The heart rate monitor began to descend from its lethal peak. The jagged, frantic lines on the EKG smoothed into a rhythmic, steady pulse. The "noise" was dying. The grounding was working.
The moment the monitor hit 110 bpm—a safe, stable range—Julian’s discipline snapped back into place like a cold iron gate.
He stopped mid-thrust.
He stayed there for a moment, still buried deep, still creating that undeniable, visible distension in her abdomen. He was shaking, his sweat dripping onto her collarbone, his lungs burning for air. He looked down one last time at the bulge, the reality of his physical claim over the most powerful woman in the city finally crashing down on him.
He pulled out slowly, the sound of the separation loud in the sterile silence of the lab.
IV. The Crimson Mask
The second he was no longer a part of her, the reality of what he had done—the sheer, uncoordinated violence of his first time—hit him like a physical blow.

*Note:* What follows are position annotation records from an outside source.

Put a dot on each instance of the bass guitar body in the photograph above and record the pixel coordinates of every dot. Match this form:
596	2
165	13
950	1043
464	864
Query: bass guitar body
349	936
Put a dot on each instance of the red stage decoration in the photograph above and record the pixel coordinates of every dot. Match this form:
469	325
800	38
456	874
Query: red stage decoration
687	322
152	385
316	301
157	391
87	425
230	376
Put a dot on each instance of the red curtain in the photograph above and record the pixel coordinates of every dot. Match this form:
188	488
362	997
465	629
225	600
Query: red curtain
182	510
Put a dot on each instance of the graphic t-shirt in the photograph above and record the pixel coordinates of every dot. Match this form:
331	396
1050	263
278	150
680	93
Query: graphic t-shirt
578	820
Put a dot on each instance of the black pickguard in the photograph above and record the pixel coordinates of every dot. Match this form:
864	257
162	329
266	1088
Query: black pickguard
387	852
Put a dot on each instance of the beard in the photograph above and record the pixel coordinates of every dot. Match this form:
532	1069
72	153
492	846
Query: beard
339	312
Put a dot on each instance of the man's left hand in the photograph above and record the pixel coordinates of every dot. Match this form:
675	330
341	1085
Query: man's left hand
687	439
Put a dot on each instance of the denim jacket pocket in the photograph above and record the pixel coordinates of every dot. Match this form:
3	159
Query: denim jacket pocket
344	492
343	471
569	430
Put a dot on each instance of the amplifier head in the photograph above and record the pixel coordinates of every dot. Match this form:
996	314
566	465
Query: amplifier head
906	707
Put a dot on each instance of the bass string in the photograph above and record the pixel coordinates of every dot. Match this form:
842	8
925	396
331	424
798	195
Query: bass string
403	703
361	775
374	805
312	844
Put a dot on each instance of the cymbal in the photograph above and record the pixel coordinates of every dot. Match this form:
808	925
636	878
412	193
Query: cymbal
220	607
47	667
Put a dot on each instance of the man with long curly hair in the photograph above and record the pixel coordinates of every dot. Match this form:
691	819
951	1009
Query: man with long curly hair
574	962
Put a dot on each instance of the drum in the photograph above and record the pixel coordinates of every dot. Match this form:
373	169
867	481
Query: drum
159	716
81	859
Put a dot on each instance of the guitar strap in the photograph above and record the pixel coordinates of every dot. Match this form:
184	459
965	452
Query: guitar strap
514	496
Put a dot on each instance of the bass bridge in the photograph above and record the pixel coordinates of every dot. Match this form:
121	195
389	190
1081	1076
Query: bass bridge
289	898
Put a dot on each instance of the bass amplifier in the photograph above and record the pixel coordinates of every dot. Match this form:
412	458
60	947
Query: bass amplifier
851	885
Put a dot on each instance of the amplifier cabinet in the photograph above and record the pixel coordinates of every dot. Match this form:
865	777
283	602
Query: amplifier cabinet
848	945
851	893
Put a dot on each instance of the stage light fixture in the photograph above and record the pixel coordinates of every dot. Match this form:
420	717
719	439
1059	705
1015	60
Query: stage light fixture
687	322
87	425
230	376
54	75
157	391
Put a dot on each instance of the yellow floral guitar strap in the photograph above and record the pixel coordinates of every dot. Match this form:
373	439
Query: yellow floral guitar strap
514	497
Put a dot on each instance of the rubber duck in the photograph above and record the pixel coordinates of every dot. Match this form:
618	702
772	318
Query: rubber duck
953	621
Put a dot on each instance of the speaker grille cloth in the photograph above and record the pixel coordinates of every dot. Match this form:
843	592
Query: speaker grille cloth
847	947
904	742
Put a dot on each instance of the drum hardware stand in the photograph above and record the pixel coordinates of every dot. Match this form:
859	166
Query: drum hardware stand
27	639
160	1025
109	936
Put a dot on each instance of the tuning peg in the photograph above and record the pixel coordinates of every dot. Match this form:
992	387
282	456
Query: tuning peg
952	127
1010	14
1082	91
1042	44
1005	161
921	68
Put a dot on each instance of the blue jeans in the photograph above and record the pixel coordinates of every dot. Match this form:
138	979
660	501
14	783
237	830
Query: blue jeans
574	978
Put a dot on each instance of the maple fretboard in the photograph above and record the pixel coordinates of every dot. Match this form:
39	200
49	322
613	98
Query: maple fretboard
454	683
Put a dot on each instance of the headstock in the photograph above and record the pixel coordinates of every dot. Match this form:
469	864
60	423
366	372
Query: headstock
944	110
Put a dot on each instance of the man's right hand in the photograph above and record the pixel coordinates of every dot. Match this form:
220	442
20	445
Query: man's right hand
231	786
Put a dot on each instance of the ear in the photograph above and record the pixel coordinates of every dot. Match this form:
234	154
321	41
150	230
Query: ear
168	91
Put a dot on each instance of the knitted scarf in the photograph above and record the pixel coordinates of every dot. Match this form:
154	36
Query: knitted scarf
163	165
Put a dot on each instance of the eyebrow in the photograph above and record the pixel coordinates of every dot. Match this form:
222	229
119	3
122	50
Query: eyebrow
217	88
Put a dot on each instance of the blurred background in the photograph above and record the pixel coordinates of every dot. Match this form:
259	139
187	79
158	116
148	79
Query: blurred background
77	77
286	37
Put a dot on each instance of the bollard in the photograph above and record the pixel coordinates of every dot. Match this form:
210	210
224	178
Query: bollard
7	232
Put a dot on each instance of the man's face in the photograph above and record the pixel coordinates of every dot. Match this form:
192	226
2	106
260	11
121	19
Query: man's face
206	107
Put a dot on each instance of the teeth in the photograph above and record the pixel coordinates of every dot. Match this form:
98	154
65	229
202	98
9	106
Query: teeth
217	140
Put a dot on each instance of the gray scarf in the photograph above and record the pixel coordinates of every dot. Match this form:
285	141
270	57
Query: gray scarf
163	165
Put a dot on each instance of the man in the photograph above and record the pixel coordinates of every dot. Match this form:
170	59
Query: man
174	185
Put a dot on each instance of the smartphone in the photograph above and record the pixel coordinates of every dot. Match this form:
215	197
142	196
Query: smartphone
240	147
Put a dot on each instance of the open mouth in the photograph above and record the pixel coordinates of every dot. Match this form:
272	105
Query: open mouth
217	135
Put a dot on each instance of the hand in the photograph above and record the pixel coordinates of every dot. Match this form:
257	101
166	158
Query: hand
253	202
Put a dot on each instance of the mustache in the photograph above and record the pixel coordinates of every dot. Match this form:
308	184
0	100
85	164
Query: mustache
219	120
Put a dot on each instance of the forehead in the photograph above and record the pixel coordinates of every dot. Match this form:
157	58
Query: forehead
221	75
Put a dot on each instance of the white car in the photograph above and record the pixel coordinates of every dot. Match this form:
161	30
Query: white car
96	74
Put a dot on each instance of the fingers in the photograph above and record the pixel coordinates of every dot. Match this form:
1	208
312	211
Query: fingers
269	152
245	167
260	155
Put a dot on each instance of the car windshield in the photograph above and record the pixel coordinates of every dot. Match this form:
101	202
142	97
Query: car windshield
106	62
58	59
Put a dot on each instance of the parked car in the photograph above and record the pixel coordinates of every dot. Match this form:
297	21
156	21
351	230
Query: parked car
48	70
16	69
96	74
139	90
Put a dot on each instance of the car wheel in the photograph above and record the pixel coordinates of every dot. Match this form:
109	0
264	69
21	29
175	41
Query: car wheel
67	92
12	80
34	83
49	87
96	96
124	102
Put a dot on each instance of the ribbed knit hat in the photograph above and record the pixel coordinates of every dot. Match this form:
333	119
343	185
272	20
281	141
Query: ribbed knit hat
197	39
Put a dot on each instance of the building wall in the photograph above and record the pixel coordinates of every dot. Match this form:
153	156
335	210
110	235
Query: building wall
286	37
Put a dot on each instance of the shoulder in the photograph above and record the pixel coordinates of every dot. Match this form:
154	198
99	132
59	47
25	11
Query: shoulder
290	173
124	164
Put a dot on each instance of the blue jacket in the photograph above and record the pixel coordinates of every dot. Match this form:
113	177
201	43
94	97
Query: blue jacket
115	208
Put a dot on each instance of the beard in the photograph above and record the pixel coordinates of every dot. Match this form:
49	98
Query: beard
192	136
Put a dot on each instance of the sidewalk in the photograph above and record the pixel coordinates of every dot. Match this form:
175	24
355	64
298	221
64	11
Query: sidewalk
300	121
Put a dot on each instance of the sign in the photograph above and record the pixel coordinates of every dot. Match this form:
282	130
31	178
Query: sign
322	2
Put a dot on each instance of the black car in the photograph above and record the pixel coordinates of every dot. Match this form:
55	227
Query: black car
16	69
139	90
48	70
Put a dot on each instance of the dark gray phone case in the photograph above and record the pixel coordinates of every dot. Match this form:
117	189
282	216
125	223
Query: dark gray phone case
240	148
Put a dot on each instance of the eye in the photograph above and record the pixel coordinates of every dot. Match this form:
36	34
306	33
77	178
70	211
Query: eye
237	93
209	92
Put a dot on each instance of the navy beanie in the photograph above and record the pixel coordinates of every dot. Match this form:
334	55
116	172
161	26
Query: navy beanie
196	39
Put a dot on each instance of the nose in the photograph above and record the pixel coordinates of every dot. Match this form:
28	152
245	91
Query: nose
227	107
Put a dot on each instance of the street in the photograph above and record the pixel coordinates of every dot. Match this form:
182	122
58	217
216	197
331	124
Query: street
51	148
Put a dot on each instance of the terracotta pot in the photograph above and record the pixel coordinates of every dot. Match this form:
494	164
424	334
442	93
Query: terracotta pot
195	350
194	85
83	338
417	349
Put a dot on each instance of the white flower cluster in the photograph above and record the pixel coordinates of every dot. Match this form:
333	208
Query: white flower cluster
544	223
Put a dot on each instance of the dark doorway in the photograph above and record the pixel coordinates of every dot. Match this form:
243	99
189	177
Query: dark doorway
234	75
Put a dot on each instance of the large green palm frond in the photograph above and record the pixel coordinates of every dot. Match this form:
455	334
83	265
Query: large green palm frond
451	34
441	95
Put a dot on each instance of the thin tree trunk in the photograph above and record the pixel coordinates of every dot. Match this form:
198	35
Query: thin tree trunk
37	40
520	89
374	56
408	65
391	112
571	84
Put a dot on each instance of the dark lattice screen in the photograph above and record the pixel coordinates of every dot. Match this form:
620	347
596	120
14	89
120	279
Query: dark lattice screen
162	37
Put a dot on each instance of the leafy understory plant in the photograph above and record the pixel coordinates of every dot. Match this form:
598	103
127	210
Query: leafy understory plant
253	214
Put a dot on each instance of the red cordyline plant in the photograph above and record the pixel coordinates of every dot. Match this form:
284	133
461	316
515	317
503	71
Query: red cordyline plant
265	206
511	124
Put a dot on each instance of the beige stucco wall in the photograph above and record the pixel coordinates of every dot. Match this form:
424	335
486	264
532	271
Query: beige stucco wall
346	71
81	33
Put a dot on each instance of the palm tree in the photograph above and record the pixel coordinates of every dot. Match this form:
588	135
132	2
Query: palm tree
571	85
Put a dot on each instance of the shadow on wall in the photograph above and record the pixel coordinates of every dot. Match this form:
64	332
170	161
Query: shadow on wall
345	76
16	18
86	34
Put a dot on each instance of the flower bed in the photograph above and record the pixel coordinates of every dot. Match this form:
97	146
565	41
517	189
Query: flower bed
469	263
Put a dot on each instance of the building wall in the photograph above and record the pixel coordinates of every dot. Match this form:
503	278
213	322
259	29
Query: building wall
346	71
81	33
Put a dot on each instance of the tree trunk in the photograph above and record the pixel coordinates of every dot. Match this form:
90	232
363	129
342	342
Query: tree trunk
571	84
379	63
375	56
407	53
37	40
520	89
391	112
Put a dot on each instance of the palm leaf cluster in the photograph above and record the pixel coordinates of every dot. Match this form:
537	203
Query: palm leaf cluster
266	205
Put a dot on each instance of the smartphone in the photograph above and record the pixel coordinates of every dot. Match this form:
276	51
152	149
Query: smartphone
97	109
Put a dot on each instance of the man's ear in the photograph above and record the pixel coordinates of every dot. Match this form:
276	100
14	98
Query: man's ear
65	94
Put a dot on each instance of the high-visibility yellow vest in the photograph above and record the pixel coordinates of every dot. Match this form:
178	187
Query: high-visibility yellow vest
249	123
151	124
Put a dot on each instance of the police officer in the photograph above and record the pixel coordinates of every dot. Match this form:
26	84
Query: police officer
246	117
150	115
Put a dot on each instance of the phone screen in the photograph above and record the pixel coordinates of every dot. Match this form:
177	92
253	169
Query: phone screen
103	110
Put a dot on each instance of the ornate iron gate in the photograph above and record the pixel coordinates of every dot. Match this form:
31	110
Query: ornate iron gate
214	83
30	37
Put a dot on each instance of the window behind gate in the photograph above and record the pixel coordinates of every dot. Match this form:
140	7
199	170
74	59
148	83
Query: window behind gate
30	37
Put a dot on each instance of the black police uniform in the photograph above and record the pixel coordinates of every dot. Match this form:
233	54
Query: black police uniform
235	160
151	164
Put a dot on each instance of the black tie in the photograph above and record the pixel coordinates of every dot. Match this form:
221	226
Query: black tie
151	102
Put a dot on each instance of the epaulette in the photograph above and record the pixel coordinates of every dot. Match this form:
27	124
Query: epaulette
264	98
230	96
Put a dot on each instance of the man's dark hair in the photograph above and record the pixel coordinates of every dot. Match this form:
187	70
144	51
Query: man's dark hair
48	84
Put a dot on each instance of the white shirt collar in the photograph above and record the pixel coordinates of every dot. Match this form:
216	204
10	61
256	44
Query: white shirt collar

Julian’s face didn't just turn red; it burned a deep, furious crimson that reached his chest and the tips of his ears. He looked at his hands, then at her, and then quickly away. He was 190cm of raw power, yet he suddenly felt like a child caught in a crime.
"The... the heart rate is stable," he stammered, his voice cracking with an agonizing, youthful shyness.
He couldn't look at her lower body. He couldn't look at the marks he had left. He scrambled to find his discarded lab coat, his movements frantic and clumsy, and threw it over her with his eyes squeezed shut.
"I’m going to... I need to dispose of the contaminated samples," he muttered, tripping over his own feet as he backed away toward the sinks.
Francesca lay on the table, her blonde hair matted, her body finally cooling. She watched the "Ghost" of the lab—the arrogant, brilliant boy who had just possessed her with the strength of a titan—fumbling with a faucet, his back to her, his neck still glowing a bright, humiliated red.
She felt the lingering ache in her core, the phantom sensation of that impossible depth. She had expected a doctor. She had found a man.
"Julian," she whispered.
"Don't," he choked out, his head hanging low as he splashed cold water on his face. "Just... don't. We're done. You're safe. That's all that matters."
But as he stared at his reflection in the stainless steel, Julian Vance knew he was lying. Nothing would ever be "just" medicine again.